Une autre découverte importante, cette fois en lien avec l’histoire mythique du lieu, a été faite dans les caves situées sous la cour du cloître. La grande cuve circulaire, potentiellement héritée de l’Antiquité, nous a en effet livré l’un de ses secrets. Elle était utilisée comme réservoir par les Visitandines afin d’alimenter en eau le petit bassin disposé dans le « cachot » de saint Pothin. Pour ce faire, un tuyau de plomb avait été inséré dans les parois de la cuve et cela jusqu’au cachot distant d’environ un mètre. On doit cet aménagement à la mère de Riants qui, dans un manuscrit daté de 1695, « eut l’inspiration de prier saint Potin de donner la vertu des saintes Reliques à l’eau qu’on feroit reposer dans son Cachot ; grâce qu’il luy accorda en telle sorte que depuis l’on donna continuellement de cette eau salutaire qui guérissoit toutes les maladies et qui faisoit de grand miracles et qui continüe ».


Période contemporaine

Le début du XIXe siècle voit la transformation des bâtiments de l’Antiquaille en hospice, qui deviendra hôpital en 1876. Durant les premières décennies, l’adaptation des bâtiments à leurs nouvelles fonctions ne semble nécessiter que des transformations ponctuelles. A l’extrémité est de l‘aile nord du cloître, il a par exemple été découvert un hypocauste destiné à chauffer une petite pièce, peut-être une étuve.

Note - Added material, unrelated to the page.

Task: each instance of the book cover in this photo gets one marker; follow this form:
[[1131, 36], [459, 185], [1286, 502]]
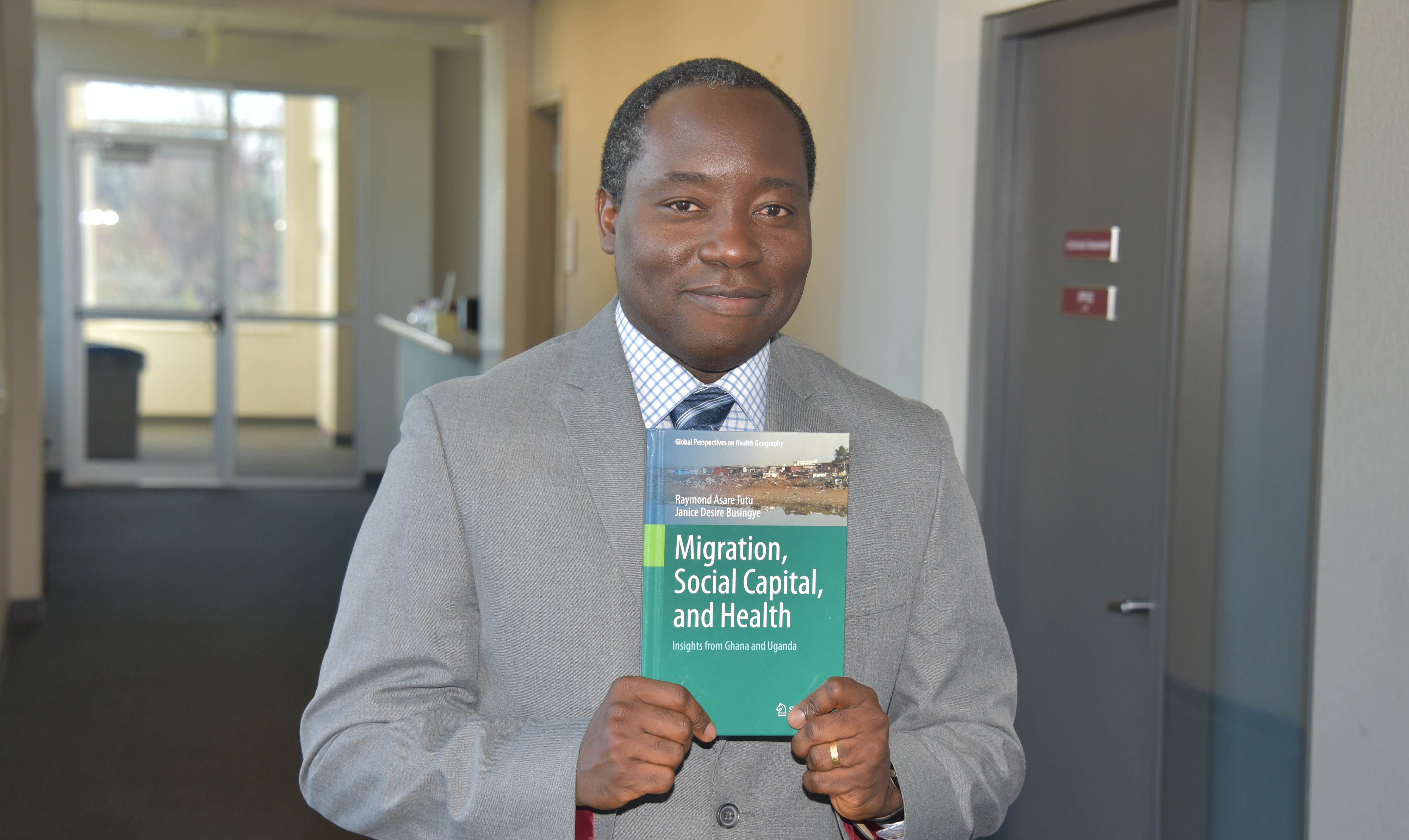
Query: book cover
[[745, 580]]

Au milieu du siècle des travaux plus importants ont lieu, comme notamment la surélévation des bâtiments du cloître situés devant la chapelle, puis la création d’une chapelle souterraine annexée au caveau de saint Pothin, sous le quart nord-ouest de la cour. Mais les travaux les plus conséquents ont lieu au début des années 1880 et ont consisté à reconstruire entièrement l’aile orientale du cloître et les deux tiers de son aile sud. Ces travaux ont achevé de mettre à mal les arcades en cul-de-four antiques soutenant l’ancienne façade orientale du couvent et cela explique sans doute que cette période soit caractérisée par un emploi coutumier de tuf antique en remploi dans les maçonneries. De nouvelles caves sont aussi creusées sous la moitié orientale de la cour du cloître.
Enfin, la fin du XIXe siècle est marquée par la création, à l’instar des nouveaux bâtiments de l’hôpital, de grandes pièces – de type dortoir – à l’intérieur des anciens bâtiments du couvent, ce qui a pour conséquence la suppression ou le fractionnement de la plupart des murs de refend.